Gondiswil · Die Strahlen der Abendsonne fallen an diesem Jubiläums-Samstag durch die Kirchenfenster in den Kirchenraum. Es ist ein besonderer Ort. Vorne im Chor befindet sich der Taufstein aus dem Jahr 1921, der zugleich Abendmahltisch ist; links die Kanzel mit Pfarrstuhl; besonders schön ist die seitliche Bogenempore. Auch eine elektrische Orgel wurde 1935 in das Lokal eingebaut. Von der Einrichtung her sei es zwar ein sakraler Kirchenraum, wirke aber eher wie eine heimelige Stube, sagt Margret Nyfeler. Sie macht an der Jubiläumsfeier die Kirchenführung und hat die Besucher in den schönen Raum eingeladen. Hinein führt eine unauffällige Tür im Mehrzweckgebäude Gondiswil. Gondiswil gehört zur Kirchgemeinde Melchnau.
Wohl einzigartige Kirche
Die Gondiswilerin Margret Nyfeler amtete zehn Jahre als Sekretärin in der Kirchgemeinde Melchnau und ist Mitglied der Synode der Reformierten Kirchen Bern-Jura-Solothurn. Sie habe sich schon in ganz jungen Jahren für Geschichte, Kultur und spezielle Gebäude interessiert, erzählt die Mutter zweier Kinder. Als sie vor drei Jahren den Grundkurs für Kirchenführungen der Reformierten Kirche mit dem Titel «Rundgang in Geschichten» besuchte, erarbeitete sie eine Führung durch die eigene Kirchgemeinde aus. Sie habe zuerst an die Kirche Melchnau gedacht, «denn Gondiswil hat ja eigentlich gar keine richtige Kirche», berichtet sie. Im Laufe des Kurses aber wurde ihr bewusst, «wie spannend die Geschichte von Gondiswil ist». Und wie die Gondiswiler vor 100 Jahren überhaupt zu einem Kirchenlokal kamen und weshalb es ihnen so wichtig war, eine eigene Kirche zu haben. Das ist ein Teil der Arbeit von Margret Nyfeler (siehe Text unten).
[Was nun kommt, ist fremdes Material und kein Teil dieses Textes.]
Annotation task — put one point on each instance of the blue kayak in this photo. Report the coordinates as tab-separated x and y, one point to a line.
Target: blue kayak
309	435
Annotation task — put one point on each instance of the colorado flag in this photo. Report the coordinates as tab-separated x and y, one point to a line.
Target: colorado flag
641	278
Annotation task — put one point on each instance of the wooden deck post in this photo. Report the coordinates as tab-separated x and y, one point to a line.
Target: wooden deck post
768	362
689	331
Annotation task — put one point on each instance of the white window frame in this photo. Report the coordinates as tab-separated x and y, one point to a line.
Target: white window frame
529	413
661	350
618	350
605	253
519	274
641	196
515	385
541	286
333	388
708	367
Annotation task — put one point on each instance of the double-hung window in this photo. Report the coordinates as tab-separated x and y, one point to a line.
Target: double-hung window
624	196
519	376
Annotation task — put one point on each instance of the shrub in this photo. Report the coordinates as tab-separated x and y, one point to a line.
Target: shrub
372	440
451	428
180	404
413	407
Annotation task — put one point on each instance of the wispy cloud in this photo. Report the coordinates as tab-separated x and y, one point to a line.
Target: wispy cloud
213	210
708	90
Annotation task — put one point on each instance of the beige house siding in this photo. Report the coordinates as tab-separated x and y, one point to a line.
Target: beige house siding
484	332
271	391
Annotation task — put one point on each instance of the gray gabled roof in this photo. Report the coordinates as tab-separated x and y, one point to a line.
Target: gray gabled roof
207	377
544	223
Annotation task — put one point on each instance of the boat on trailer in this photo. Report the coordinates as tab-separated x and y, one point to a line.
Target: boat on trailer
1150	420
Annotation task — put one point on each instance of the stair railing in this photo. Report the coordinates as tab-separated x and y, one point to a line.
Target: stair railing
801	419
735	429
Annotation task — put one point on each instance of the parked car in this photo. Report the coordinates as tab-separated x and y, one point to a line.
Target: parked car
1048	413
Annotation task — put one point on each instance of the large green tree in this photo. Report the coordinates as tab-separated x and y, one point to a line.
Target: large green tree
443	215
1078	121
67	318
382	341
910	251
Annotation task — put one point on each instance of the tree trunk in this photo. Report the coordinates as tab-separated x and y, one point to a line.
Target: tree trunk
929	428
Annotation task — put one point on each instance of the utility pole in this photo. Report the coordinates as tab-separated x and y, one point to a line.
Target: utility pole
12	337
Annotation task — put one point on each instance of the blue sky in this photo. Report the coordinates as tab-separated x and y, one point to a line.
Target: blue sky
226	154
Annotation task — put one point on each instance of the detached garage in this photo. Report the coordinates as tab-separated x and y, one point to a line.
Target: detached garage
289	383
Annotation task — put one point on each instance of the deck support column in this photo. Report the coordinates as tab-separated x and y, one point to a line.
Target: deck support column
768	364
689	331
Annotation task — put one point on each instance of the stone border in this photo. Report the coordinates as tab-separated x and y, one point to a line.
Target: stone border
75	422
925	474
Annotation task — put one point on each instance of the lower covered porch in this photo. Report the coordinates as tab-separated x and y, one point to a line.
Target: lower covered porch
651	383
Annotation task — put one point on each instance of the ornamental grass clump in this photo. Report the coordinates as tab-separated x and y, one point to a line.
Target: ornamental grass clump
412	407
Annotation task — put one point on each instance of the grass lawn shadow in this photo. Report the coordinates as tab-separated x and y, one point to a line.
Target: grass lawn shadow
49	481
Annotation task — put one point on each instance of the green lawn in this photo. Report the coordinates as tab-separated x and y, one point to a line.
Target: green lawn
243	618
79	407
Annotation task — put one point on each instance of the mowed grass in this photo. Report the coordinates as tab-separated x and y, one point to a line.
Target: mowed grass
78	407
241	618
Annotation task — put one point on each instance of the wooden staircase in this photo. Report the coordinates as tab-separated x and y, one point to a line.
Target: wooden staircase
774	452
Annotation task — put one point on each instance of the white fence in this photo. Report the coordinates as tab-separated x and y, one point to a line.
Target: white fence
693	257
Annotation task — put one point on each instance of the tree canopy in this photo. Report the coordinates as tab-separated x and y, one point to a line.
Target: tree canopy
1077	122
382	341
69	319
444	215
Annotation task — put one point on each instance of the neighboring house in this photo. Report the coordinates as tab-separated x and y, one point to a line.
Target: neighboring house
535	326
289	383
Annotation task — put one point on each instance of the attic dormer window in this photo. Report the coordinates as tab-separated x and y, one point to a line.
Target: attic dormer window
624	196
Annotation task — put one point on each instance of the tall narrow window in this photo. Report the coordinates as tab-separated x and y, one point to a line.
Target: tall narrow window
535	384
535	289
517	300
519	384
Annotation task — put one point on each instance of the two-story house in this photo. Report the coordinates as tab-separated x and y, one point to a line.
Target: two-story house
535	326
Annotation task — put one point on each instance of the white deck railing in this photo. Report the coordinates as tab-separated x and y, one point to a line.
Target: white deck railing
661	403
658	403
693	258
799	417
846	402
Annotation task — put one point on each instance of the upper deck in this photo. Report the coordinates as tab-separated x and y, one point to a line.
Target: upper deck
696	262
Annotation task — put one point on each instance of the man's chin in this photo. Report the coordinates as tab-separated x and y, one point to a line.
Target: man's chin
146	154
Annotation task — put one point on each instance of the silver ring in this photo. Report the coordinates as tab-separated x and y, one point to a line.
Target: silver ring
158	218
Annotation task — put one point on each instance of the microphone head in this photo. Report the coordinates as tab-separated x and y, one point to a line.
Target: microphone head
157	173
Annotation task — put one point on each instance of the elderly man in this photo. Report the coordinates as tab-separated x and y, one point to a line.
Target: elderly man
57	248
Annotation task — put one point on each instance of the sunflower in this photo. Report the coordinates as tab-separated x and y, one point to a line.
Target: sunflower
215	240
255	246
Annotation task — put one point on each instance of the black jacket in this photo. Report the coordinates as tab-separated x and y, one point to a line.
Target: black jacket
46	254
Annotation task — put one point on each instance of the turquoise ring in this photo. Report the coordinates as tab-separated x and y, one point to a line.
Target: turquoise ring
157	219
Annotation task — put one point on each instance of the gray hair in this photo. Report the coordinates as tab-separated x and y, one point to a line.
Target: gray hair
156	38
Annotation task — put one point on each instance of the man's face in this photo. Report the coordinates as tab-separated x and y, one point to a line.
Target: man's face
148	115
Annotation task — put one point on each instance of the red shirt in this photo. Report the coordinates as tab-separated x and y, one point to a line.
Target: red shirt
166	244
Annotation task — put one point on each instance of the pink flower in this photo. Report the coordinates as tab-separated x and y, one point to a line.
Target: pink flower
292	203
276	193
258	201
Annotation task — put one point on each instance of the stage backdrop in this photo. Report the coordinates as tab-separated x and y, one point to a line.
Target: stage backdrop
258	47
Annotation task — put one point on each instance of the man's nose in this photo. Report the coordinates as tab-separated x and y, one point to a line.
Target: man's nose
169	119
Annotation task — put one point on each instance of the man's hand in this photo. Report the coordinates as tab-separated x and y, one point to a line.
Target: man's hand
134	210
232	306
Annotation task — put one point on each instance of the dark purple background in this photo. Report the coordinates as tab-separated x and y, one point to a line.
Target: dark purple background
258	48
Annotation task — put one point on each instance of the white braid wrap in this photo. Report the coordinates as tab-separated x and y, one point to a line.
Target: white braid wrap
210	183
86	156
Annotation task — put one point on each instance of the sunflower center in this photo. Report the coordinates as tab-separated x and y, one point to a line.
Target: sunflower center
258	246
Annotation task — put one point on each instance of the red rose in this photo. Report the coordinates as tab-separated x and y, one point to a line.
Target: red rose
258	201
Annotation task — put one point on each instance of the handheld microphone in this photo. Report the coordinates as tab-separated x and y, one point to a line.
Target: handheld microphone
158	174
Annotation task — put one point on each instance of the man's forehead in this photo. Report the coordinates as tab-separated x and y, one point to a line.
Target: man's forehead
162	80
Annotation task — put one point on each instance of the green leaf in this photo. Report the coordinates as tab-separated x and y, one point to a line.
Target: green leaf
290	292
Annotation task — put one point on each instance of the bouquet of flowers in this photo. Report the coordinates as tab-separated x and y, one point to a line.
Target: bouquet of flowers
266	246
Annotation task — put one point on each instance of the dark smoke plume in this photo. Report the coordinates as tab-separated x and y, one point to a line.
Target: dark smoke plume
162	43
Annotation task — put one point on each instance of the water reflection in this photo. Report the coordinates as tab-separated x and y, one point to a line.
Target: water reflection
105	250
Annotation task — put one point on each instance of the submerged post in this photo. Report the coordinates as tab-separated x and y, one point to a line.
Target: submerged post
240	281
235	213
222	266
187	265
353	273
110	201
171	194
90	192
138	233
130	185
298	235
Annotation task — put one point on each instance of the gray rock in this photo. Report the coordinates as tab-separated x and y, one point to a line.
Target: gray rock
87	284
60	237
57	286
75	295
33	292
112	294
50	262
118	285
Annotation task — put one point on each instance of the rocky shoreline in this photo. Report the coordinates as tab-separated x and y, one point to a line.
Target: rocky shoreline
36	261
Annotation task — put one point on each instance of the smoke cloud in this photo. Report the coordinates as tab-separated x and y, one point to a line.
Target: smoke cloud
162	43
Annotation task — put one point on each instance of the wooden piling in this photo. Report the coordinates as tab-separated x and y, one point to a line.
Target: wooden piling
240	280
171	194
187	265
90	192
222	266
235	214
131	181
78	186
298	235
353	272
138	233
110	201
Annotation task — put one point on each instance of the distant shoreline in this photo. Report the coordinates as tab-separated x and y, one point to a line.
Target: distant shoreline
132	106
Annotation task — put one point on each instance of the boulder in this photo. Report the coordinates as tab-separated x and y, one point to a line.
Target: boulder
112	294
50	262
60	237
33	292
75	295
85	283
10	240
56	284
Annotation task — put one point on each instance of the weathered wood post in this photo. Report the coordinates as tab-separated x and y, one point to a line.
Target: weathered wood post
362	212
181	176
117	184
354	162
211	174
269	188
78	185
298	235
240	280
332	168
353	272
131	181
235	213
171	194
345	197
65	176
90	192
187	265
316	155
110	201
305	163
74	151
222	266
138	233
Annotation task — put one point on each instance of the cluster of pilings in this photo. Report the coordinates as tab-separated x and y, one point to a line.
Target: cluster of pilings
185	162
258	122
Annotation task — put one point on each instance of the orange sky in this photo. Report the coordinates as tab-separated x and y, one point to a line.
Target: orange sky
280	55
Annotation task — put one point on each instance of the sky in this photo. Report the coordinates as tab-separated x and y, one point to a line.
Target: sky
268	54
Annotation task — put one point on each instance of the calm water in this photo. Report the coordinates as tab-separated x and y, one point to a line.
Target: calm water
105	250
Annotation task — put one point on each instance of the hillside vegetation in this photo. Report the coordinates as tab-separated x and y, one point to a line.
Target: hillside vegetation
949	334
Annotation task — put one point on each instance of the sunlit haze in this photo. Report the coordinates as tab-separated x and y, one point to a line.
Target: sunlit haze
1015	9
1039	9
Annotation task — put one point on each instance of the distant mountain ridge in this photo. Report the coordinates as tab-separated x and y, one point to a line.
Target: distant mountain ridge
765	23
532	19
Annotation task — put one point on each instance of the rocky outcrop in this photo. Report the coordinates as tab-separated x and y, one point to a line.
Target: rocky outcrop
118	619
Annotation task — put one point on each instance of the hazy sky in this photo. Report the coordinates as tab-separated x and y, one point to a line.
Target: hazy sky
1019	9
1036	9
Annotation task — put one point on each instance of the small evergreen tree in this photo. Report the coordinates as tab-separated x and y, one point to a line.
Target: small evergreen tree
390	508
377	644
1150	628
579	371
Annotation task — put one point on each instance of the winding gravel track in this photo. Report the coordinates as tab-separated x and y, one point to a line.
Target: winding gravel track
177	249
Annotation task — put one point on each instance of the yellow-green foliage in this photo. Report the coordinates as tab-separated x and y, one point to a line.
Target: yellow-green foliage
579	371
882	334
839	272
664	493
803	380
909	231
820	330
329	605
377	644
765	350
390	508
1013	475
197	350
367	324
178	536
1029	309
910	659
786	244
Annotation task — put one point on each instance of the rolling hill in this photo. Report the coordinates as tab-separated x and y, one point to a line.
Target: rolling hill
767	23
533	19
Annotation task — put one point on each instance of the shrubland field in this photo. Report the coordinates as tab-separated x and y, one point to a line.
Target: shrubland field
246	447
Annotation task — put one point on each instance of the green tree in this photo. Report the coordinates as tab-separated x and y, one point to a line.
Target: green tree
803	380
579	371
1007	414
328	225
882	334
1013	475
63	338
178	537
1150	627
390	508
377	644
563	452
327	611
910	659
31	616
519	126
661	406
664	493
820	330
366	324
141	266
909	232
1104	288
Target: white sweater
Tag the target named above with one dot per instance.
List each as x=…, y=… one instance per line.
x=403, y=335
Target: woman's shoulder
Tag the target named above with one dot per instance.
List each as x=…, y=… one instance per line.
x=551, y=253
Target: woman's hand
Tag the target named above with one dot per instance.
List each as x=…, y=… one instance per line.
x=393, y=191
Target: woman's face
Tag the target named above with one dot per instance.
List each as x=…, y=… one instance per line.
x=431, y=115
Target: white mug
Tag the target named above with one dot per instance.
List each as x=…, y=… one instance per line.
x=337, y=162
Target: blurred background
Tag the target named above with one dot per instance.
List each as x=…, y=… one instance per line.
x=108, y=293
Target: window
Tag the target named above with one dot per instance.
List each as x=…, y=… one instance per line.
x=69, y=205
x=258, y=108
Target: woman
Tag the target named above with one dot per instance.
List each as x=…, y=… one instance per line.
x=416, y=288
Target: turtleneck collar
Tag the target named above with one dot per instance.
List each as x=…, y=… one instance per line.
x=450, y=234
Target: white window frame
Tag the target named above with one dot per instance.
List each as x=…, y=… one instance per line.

Die «Kinderwoche» feiert mit
Die Vorbereitungsgruppe hat für das Jubiläumswochenende Feierlichkeiten für Jung und Alt vorbereitet. Auch die Kinder und das Leiterteam der Kinderwoche feiern mit – als Abschluss einer herrlichen Kinderwoche mit tollen Ausflügen, Workshops und Kursen. Für das Jubiläum aber hat das Leiterteam extra ein Programm zum Thema «Chrüz u quer dür Chile u Zyt» auf die Beine gestellt. So herrscht an diesem Samstagnachmittag im Mehrzweckgebäude grosse Geschäftigkeit. Eine Gruppe Kinder lernt also mit einem Suchspiel die Kirche kennen und erfährt, weshalb eigentlich eine Kirche gebaut wird. Andere lassen sich in historischen Kleidern stolz fotografieren. Und jedes Kind malt ein Holzklötzli bunt an. «Als Symbol dafür, dass die Kirche aus vielen verschiedenen Menschen besteht», erklärt Beatrix Nyffenegger vom Leiterteam. Aus den Klötzli wird eine Stele gefertigt – eine bleibende Erinnerung an das 100-Jahr-Jubiläum des Kirchenlokals. Und natürlich dürfen die Kinder ebenso wie die Erwachsenen zum Glockenturm hochsteigen und das Uhrwerk und die zwei Glocken bewundern.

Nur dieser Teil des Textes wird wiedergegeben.